Terrafemina : Même dans des séries aussi pointues que Mindhunter, les tueuses série sont aux abonnées absentes. S'agit-il d'un microphénomène ?

Stéphane Bourgoin : Non, statistiquement ce "phénomène" n'est pas aussi anodin qu'on peut le penser. Les tueuses en série représentent 12 à 15% des tueurs en série dans leur globalité et l'on constate par ailleurs que le chiffre est en augmentation. Cela veut il dire qu'elles sont plus nombreuses aujourd'hui ? Ou bien que l'on parvient plus aisément à les détecter ? Car il faut savoir que durant longtemps, les enquêteurs ne pensaient pas qu'une femme puisse tuer, et encore moins réitérer ce geste criminel. Or, ces derniers mois, on a pu assister en France à plusieurs procès de tueuses en série. Et chacune correspond aux catégories qui caractérisent les serial killers féminines.

Quelles sont ces catégories, justement ?

S.B. : D'abord, il y a les veuves noires. En janvier dernier s'est déroulé le procès de l'une d'entre elles, Patricia Dagorn. Cette tueuse de la Cote d'Azur a assassiné trois de ses compagnons et a écopé de la réclusion criminelle à perpétuité.


Ensuite vient la catégorie la plus connue : les infirmières de la mort. Dans mon actuelle ciné-conférence L'univers des tueurs en série (40 ans d'entretiens filmés), je dévoile une heure d'entretien avec Irene Becker, une tueuse en série allemande absolument glaçante. Cette ancienne employée de la clinique Charité (à Berlin) me dit cette phrase hallucinante : "Je n'ai pas abrégé la vie, j'ai abrégé la mort". Elle n'éprouve pas le moindre remord. Et dit que Dieu ne lui en veut pas pour les actes qu'elle a commis.

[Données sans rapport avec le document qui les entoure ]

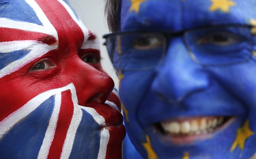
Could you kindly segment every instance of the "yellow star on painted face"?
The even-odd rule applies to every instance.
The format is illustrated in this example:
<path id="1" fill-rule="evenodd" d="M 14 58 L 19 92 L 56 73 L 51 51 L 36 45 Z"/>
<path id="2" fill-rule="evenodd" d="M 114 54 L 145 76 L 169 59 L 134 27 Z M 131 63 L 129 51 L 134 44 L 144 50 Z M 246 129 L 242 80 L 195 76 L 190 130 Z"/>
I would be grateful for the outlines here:
<path id="1" fill-rule="evenodd" d="M 245 140 L 253 134 L 254 133 L 252 131 L 249 127 L 249 120 L 247 120 L 245 125 L 237 130 L 237 137 L 232 145 L 230 152 L 232 152 L 238 146 L 239 146 L 239 148 L 243 150 L 245 147 Z"/>
<path id="2" fill-rule="evenodd" d="M 229 8 L 236 4 L 234 2 L 229 0 L 211 0 L 212 4 L 209 10 L 213 11 L 220 9 L 224 12 L 228 12 Z"/>
<path id="3" fill-rule="evenodd" d="M 121 83 L 121 81 L 124 78 L 124 74 L 122 73 L 120 74 L 119 75 L 119 90 L 120 90 L 120 83 Z M 128 118 L 128 110 L 125 108 L 124 103 L 122 103 L 122 107 L 123 108 L 123 111 L 125 115 L 125 119 L 126 119 L 126 122 L 129 123 L 129 118 Z"/>
<path id="4" fill-rule="evenodd" d="M 140 4 L 142 2 L 146 0 L 131 0 L 132 5 L 131 6 L 131 8 L 130 8 L 130 12 L 132 12 L 132 11 L 135 11 L 136 13 L 139 13 L 139 10 L 140 7 Z"/>
<path id="5" fill-rule="evenodd" d="M 125 119 L 126 119 L 126 122 L 129 123 L 129 118 L 128 118 L 128 110 L 127 110 L 126 108 L 125 108 L 125 106 L 124 106 L 124 103 L 122 103 L 122 106 L 123 108 L 123 111 L 125 115 Z"/>
<path id="6" fill-rule="evenodd" d="M 148 159 L 157 159 L 157 156 L 151 147 L 148 135 L 146 136 L 146 142 L 143 143 L 142 145 L 147 152 L 147 158 Z"/>
<path id="7" fill-rule="evenodd" d="M 189 159 L 189 155 L 188 152 L 185 152 L 184 157 L 183 157 L 183 159 Z"/>
<path id="8" fill-rule="evenodd" d="M 252 33 L 253 35 L 256 35 L 256 20 L 250 19 L 250 23 L 253 26 L 252 28 Z"/>

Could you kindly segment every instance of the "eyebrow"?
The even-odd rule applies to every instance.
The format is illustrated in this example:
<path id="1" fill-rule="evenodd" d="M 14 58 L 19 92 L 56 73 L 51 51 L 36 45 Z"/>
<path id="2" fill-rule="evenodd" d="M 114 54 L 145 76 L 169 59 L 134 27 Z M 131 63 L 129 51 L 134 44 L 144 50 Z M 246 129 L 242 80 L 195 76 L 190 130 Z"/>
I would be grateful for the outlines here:
<path id="1" fill-rule="evenodd" d="M 41 37 L 38 39 L 38 41 L 49 45 L 57 42 L 57 39 L 53 36 L 51 35 Z"/>
<path id="2" fill-rule="evenodd" d="M 90 31 L 89 31 L 89 37 L 87 39 L 88 40 L 95 40 L 97 38 L 97 36 L 94 33 L 92 33 Z"/>

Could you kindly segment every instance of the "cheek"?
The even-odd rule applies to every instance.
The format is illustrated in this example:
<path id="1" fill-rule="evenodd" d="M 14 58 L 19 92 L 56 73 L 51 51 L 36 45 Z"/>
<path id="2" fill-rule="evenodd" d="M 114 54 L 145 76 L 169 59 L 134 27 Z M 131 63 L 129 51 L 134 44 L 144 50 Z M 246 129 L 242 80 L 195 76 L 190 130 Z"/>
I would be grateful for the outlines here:
<path id="1" fill-rule="evenodd" d="M 120 97 L 128 108 L 139 106 L 150 91 L 154 79 L 151 71 L 125 72 L 120 84 Z"/>
<path id="2" fill-rule="evenodd" d="M 215 68 L 212 75 L 230 94 L 248 106 L 256 105 L 256 63 L 249 62 L 227 67 Z"/>

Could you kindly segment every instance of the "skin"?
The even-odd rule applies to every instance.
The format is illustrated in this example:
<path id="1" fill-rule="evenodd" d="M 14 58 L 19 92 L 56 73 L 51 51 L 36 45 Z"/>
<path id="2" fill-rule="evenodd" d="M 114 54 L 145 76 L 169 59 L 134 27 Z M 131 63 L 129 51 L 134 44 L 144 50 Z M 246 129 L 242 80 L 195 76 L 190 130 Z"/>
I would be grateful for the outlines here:
<path id="1" fill-rule="evenodd" d="M 254 0 L 230 1 L 234 4 L 227 11 L 215 8 L 219 4 L 213 0 L 132 1 L 122 1 L 121 31 L 252 25 L 256 18 Z M 120 96 L 132 142 L 144 158 L 254 158 L 255 57 L 238 64 L 202 66 L 191 59 L 182 38 L 168 39 L 164 60 L 155 69 L 124 71 L 120 75 Z M 177 137 L 159 128 L 164 121 L 220 117 L 227 121 L 206 134 Z"/>
<path id="2" fill-rule="evenodd" d="M 121 158 L 125 129 L 97 38 L 63 1 L 28 1 L 0 2 L 0 158 Z"/>

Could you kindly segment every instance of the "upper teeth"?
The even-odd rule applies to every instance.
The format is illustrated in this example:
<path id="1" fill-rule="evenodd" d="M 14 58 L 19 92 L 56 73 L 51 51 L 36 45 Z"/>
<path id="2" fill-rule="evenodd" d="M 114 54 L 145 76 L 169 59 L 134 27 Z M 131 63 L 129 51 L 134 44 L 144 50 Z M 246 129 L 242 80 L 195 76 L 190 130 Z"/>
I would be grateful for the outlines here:
<path id="1" fill-rule="evenodd" d="M 213 131 L 223 123 L 223 117 L 205 117 L 179 121 L 165 121 L 161 125 L 166 132 L 173 134 L 194 134 Z"/>

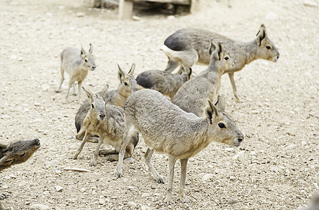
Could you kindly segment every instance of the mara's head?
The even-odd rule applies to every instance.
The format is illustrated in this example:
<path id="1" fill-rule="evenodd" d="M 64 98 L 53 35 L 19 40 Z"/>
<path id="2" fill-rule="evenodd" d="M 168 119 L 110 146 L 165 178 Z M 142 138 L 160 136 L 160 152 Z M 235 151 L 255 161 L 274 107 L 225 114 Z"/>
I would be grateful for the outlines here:
<path id="1" fill-rule="evenodd" d="M 0 170 L 27 161 L 40 146 L 40 140 L 34 139 L 18 141 L 11 143 L 6 148 L 1 148 Z"/>
<path id="2" fill-rule="evenodd" d="M 137 90 L 137 83 L 133 76 L 135 64 L 133 64 L 128 74 L 125 74 L 120 66 L 118 66 L 118 77 L 120 80 L 118 85 L 118 92 L 124 97 L 128 97 L 131 93 Z"/>
<path id="3" fill-rule="evenodd" d="M 211 138 L 211 141 L 238 146 L 244 136 L 233 119 L 224 112 L 224 97 L 218 96 L 217 102 L 215 105 L 210 99 L 208 99 L 208 105 L 205 108 L 205 119 L 210 124 L 208 138 Z"/>
<path id="4" fill-rule="evenodd" d="M 93 52 L 93 46 L 90 43 L 90 50 L 88 53 L 86 52 L 81 46 L 80 57 L 82 59 L 82 63 L 84 66 L 89 68 L 90 70 L 94 71 L 96 68 L 95 66 L 95 57 L 92 54 Z"/>
<path id="5" fill-rule="evenodd" d="M 109 85 L 105 85 L 104 88 L 98 94 L 93 94 L 88 90 L 86 90 L 83 87 L 82 88 L 88 95 L 88 102 L 90 104 L 90 115 L 95 117 L 99 121 L 103 121 L 106 116 L 105 102 L 103 99 L 103 96 L 107 90 Z"/>
<path id="6" fill-rule="evenodd" d="M 214 40 L 210 40 L 209 52 L 210 55 L 210 65 L 216 65 L 220 73 L 223 74 L 224 71 L 235 66 L 236 61 L 228 53 L 224 52 L 220 43 L 216 43 Z"/>
<path id="7" fill-rule="evenodd" d="M 179 74 L 185 76 L 186 77 L 186 80 L 189 80 L 191 79 L 192 72 L 193 70 L 191 67 L 186 67 L 184 64 L 181 64 Z"/>
<path id="8" fill-rule="evenodd" d="M 256 36 L 257 58 L 277 62 L 279 59 L 279 52 L 275 44 L 268 38 L 267 31 L 264 24 L 260 26 L 259 31 Z"/>

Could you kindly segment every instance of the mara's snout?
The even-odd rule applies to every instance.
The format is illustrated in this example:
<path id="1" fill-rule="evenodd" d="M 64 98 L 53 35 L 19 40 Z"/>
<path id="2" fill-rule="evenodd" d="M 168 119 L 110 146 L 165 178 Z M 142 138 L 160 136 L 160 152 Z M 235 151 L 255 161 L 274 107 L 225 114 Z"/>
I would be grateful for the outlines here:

On trouve de nombreux cas d'aides soignantes et de personnel des établissements gériatriques "tueuses en série". Je pense à celui de Christine Malèvre, cette ancienne infirmière à l'hôpital de Mantes la Jolie, qui aurait provoqué la mort de six patients. Ou encore à Ludivine Chambet, cette aide soignante à Chambéry qui a tué plusieurs personnes très âgées et pas pour des raisons "d'euthanasie"... Elle tuait, comme elle l'a expliqué, les personnes qui "l'embêtaient" le plus fréquemment en appuyant sur la sonnette de nuit.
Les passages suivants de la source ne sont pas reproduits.